Allosaurus fragilis AL-oh-SOR-us

"Different lizard"

Allosaurus silhouette
You 1.8 m (5.9 ft) tall
Allosaurus 9 m (29.5 ft) long
6 people holding hands
silhouette · Will Toosey (CC-BY) via PhyloPic
Length
9 m (29.5 ft) — About 9 m long, ~2 tonnes — the lion of the Late Jurassic.
Period
Late Jurassic (155–145 Mya)
Place
North America · Western United States · Portugal
Food
Carnivore — Large prey — Stegosaurus, Camptosaurus, possibly young sauropods.
Clade
Allosauroidea Dinosauria Saurischia Theropoda

Allosaurus was the top predator of the Late Jurassic. More than 60 individuals have been found at the Cleveland-Lloyd Quarry in Utah, making it the best-known large theropod by sheer number of bones.
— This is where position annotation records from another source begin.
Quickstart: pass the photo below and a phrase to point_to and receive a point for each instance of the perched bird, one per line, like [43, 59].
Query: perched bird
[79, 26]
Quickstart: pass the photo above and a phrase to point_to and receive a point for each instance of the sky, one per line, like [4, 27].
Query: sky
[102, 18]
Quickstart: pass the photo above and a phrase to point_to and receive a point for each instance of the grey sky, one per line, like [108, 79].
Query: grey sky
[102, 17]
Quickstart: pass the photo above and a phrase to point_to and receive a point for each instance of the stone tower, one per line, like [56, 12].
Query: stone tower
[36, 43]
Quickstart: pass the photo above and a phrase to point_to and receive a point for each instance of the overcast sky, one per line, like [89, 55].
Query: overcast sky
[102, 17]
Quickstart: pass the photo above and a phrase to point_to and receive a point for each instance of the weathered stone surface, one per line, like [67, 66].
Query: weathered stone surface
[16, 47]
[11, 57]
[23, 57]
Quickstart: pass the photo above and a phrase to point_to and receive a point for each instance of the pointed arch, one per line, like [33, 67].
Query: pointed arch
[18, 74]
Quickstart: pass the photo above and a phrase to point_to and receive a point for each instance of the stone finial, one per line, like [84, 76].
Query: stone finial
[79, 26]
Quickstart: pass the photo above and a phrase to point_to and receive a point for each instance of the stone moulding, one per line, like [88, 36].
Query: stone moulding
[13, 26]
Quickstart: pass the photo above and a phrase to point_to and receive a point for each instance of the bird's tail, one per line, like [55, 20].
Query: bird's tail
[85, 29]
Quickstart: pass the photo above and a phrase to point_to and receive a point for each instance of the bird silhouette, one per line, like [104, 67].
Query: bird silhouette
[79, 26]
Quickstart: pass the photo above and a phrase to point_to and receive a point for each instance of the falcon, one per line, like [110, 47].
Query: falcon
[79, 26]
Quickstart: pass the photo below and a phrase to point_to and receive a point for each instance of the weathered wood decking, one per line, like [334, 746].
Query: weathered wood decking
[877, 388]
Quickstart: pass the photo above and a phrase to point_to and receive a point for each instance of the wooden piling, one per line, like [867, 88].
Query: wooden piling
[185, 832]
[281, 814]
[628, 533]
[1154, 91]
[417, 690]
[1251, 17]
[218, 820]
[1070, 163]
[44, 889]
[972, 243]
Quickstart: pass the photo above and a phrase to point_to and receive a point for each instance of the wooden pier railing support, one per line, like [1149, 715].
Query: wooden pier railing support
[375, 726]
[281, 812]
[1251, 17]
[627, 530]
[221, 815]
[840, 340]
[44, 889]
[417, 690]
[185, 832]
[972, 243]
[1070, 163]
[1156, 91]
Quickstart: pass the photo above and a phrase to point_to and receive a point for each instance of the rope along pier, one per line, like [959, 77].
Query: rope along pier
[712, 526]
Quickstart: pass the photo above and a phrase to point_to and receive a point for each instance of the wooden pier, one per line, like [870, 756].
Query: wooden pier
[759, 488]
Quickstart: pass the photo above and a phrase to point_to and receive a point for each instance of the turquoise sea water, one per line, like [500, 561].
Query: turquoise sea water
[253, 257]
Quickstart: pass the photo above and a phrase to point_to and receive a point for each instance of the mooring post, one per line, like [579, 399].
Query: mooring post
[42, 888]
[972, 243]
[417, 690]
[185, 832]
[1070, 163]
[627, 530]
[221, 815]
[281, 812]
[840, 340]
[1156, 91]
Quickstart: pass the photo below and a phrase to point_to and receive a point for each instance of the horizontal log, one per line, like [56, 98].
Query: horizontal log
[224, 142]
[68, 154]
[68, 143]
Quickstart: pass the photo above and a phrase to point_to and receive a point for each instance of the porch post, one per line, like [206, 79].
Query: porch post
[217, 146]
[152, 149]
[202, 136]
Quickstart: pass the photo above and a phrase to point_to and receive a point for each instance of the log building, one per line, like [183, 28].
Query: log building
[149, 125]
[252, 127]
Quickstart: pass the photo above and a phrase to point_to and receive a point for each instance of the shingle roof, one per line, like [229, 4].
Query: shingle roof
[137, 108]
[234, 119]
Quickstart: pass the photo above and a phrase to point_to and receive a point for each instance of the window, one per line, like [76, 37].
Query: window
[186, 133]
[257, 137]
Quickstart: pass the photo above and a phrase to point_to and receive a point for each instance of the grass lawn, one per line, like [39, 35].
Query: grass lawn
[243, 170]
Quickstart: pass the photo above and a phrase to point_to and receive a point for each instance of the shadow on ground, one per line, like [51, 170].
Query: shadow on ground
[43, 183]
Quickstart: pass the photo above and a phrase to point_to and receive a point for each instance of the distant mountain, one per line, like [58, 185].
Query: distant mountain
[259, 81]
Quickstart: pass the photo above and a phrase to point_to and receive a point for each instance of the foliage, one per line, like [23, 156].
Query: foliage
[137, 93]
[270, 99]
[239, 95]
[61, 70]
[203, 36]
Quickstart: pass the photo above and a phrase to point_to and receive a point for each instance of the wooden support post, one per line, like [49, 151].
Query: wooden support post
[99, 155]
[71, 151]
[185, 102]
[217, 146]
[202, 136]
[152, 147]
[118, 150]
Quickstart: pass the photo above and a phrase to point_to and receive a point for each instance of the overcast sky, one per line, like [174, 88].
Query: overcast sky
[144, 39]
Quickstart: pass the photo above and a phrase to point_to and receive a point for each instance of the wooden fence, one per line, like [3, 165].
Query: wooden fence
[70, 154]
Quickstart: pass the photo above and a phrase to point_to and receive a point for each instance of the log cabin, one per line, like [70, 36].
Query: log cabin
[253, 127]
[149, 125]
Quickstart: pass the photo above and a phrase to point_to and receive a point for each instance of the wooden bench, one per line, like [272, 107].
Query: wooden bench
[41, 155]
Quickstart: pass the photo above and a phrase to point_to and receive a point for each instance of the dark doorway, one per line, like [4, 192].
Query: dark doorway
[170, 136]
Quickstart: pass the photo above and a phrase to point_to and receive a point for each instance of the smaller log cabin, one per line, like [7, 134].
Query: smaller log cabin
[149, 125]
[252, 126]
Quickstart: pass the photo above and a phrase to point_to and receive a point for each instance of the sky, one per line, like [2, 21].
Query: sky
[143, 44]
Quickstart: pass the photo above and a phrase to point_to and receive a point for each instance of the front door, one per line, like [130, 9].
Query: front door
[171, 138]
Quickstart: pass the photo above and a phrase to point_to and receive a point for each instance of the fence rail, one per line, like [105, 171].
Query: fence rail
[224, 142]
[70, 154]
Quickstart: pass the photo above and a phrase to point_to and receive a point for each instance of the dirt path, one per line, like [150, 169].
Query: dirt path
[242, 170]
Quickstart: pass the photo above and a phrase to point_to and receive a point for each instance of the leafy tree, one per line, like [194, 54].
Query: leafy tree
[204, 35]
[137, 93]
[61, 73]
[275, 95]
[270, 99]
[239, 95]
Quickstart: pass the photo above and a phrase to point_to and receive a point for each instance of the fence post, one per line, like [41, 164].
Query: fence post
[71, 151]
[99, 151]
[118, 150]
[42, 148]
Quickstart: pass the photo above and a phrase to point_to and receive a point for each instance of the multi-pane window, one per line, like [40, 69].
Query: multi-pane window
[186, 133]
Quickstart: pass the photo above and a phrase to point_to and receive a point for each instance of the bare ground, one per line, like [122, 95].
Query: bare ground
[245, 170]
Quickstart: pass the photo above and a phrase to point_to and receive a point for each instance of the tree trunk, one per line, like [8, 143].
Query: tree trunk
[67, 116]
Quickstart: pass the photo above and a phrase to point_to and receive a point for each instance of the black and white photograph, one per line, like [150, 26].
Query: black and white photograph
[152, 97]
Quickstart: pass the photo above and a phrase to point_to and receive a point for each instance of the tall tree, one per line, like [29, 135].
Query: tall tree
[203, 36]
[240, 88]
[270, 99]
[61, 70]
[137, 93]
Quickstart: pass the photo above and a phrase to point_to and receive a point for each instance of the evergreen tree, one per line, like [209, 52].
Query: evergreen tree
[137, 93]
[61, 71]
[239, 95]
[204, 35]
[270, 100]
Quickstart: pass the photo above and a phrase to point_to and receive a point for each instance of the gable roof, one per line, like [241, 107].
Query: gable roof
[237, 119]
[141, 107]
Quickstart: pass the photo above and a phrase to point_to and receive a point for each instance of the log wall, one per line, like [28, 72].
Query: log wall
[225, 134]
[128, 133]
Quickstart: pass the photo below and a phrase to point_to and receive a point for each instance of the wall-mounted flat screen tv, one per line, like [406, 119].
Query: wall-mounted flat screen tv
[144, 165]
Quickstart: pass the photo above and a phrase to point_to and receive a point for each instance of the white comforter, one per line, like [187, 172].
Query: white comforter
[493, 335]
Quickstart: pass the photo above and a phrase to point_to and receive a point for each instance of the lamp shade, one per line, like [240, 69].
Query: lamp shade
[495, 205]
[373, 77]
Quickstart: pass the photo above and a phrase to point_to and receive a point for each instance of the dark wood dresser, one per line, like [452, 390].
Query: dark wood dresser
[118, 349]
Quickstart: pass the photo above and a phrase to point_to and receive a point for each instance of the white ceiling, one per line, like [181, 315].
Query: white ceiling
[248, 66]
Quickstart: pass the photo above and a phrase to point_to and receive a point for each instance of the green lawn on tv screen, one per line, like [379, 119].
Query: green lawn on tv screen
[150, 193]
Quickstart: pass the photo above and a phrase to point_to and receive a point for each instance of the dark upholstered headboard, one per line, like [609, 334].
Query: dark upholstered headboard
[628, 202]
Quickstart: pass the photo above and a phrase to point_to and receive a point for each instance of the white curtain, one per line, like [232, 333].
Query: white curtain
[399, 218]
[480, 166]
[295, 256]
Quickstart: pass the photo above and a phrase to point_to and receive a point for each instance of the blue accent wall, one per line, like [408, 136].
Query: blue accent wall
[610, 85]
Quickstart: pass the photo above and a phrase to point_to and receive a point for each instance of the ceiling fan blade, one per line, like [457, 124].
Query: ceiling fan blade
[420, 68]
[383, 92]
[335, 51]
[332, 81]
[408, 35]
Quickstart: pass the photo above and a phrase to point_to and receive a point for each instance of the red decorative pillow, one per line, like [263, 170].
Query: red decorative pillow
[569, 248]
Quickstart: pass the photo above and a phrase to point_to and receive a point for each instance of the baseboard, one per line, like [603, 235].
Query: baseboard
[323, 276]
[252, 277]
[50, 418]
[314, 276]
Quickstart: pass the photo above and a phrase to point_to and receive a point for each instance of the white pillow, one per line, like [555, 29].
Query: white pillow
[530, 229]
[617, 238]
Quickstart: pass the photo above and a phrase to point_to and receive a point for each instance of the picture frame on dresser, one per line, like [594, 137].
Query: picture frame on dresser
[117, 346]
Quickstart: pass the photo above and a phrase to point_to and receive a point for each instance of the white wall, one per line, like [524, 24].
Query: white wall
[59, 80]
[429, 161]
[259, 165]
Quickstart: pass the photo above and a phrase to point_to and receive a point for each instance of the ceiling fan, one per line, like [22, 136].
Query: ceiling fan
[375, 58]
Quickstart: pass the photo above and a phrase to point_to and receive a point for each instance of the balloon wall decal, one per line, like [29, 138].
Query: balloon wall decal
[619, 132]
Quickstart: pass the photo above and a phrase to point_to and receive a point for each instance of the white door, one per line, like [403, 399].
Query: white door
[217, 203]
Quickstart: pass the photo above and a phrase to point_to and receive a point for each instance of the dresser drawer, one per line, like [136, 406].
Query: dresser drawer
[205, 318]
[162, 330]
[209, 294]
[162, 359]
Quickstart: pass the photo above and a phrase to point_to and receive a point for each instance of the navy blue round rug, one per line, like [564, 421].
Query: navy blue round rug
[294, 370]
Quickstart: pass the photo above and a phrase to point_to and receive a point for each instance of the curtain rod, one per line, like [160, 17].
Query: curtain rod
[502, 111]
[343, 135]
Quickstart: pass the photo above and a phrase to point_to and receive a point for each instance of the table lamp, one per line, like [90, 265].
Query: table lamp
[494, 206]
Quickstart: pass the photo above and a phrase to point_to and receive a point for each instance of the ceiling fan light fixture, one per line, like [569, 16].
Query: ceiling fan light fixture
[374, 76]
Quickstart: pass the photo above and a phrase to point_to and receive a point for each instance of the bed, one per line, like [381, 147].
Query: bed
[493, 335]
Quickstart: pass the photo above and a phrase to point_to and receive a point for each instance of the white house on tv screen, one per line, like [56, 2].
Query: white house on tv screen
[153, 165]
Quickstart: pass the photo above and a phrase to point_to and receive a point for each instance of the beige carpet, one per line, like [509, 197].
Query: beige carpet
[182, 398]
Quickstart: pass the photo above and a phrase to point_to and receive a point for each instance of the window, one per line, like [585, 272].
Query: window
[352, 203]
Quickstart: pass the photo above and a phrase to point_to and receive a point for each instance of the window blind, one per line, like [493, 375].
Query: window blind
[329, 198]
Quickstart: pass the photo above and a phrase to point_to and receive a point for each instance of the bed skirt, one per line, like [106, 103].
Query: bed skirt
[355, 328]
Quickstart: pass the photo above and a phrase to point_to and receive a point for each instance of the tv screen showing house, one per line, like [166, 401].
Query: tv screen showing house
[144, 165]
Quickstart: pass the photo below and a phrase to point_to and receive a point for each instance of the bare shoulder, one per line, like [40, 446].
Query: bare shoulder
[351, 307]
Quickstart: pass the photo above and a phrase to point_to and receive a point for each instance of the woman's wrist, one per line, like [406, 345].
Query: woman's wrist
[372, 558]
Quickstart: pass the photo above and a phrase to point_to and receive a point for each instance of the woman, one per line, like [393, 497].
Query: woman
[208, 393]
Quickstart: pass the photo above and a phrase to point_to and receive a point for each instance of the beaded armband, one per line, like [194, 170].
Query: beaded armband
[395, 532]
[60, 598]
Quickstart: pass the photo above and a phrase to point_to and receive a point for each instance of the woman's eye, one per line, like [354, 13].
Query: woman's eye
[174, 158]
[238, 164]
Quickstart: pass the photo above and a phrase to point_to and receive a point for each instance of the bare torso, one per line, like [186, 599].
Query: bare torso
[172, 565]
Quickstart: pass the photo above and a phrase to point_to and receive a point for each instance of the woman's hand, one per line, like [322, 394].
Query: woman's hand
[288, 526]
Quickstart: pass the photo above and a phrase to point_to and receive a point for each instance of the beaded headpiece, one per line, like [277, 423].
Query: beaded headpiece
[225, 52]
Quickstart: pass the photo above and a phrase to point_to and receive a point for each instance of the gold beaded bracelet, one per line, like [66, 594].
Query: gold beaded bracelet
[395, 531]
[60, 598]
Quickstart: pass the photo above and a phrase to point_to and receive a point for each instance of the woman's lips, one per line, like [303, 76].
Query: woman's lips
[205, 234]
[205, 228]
Allosaurus skulls had brow horns above the eyes and could open very wide — paleontologists nicknamed its bite the ‘hatchet jaw’ because it may have swung its head downward like an axe.

What we know

  • Over 60 individuals known from the Cleveland-Lloyd Quarry alone.
  • Two short brow horns above the eyes — likely display structures.
  • Strong neck muscles allowed a downward axe-like bite, unlike T. rex's crushing bite.
  • Lived alongside Stegosaurus, Apatosaurus, Diplodocus, Brachiosaurus.

What we guess

  • Whether Cleveland-Lloyd is a predator trap, a die-off site, or a pack burial.
  • How big the bite force was — much lower than T. rex, but a different killing style.
  • Whether brow horns were for ramming, display, or shading the eyes.